I could understand if, given enough time for all of the factors involved to occilate that you could pick out a signal, but that's not the data that exists right now. Surely the only way to identify the first time instance of a cause of decline could only by accumulating a count of clear instances where the cause occurred and measuring those as a proportion of other cases.

shadowvoxing 9/4/2025||
In Canada, mass immigration is creating high unemployment for young people. Don't be so quick to blame AI when government policies are to blame. https://www.kingstrust.ca/wp-content/uploads/2024/11/TKTC-De...
tuveson 9/4/2025||
Programming in a structured high-level language like C is much more productive than programming in assembly. Programming in a managed language with GC can be more productive still.

The creation of package managers and the widespread availability of open-source repos means developers don't need to write as much from scratch.

The creation of search engines and Stack Overflow did (and still do) much of the useful things that people use AI for (boilerplate, debugging obscure error messages).

Machines have gotten exponentially faster for the last several decades. This means devs need to spend less time optimizing code. And the time to compile and run speeds up, meaning you can prototype things faster.
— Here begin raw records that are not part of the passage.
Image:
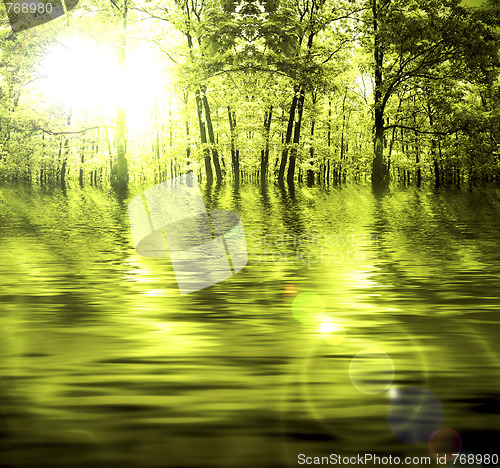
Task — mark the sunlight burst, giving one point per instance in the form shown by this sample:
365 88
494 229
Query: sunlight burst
85 76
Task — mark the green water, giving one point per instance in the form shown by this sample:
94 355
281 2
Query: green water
105 364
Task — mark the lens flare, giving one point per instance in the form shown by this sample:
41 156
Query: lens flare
371 371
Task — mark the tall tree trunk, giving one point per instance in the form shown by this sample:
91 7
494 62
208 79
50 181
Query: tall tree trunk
203 137
235 156
208 119
119 174
288 135
65 153
264 162
378 167
310 172
82 162
296 136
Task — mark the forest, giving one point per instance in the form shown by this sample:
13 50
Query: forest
315 91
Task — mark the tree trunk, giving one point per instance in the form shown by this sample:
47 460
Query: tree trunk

Why is it, that somehow none of these inarguable improvements to the speed and efficiency of development haven't lead to a a massive decrease in the number of developers? If we take it as axiomatic that AI significantly improves productivity, why, for the first time in history, does that not result in more programming jobs?

cgio 9/4/2025||
None of the improvements of the past you outline were advertised as capable of replicating agency. They were sold as tools. Note that I am not making any claim about actual capability for agency, there’s other people more qualified than me to discuss this. Regardless factuality of ability to replace people, this is how it’s sold and arguably also how it’s bought. This gives the view that it has impact on jobs more weight.
throwaway0123_5 9/4/2025||
Also I think it is plausible (if not likely) that LLMs reduce the demand for other kinds of software. They're (relatively) general purpose and can handle many tasks that previously would've needed bespoke software (and a team of people to create/maintain it).
fennecfoxy 9/4/2025||
In some ways developing and working with a high level but less efficient language for velocity is actually a vast improvement, imo.
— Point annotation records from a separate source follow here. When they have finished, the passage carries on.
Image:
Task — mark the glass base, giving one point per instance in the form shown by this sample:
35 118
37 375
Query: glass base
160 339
Take node.js for example, devs can just sling code out as fast as they can and shit gets done. Then the node.js core devs can optimise certain paths/features after the fact to negate many of the efficiency problems.
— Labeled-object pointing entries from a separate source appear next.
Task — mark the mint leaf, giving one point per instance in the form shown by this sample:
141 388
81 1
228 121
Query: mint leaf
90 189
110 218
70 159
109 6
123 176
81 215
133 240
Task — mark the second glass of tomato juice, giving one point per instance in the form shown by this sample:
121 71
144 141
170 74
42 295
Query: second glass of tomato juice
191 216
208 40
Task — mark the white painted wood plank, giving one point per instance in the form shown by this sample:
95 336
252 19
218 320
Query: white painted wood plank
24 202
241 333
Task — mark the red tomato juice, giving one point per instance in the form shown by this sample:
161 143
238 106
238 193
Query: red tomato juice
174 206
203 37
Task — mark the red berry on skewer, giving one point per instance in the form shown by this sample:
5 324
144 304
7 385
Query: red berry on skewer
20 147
However it does annoy me that what this has meant is that many of my colleagues don't know anything about memory management, debugging, or any other more traditional concepts, so we see bloat & OOMs over time that need to be resolved.

kevin_thibedeau 9/4/2025||
Researchers need to project the pre-Covid hiring rates and omit the subsequent overhiring boom to credibly report on any believable loss in jobs. Dropping personnel who should never have been hired to begin with is a return to normal, not a new concerning trend. Start by showing the data from at least 2015 onward rather than lying with statistics using charts starting in 2021 for maximum drama.
ausssssie 9/4/2025|
> For automative occupations, a lot of it is software engineering, auditing, and accounting, where there are well-defined workflows and LLMs are good at doing one-off tasks without a lot of feedback. For augmentative cases, you’re looking at more complex or managerial roles.

Nope coding is definitely augmentive for Sep 2025 and before. Maybe more so than managing.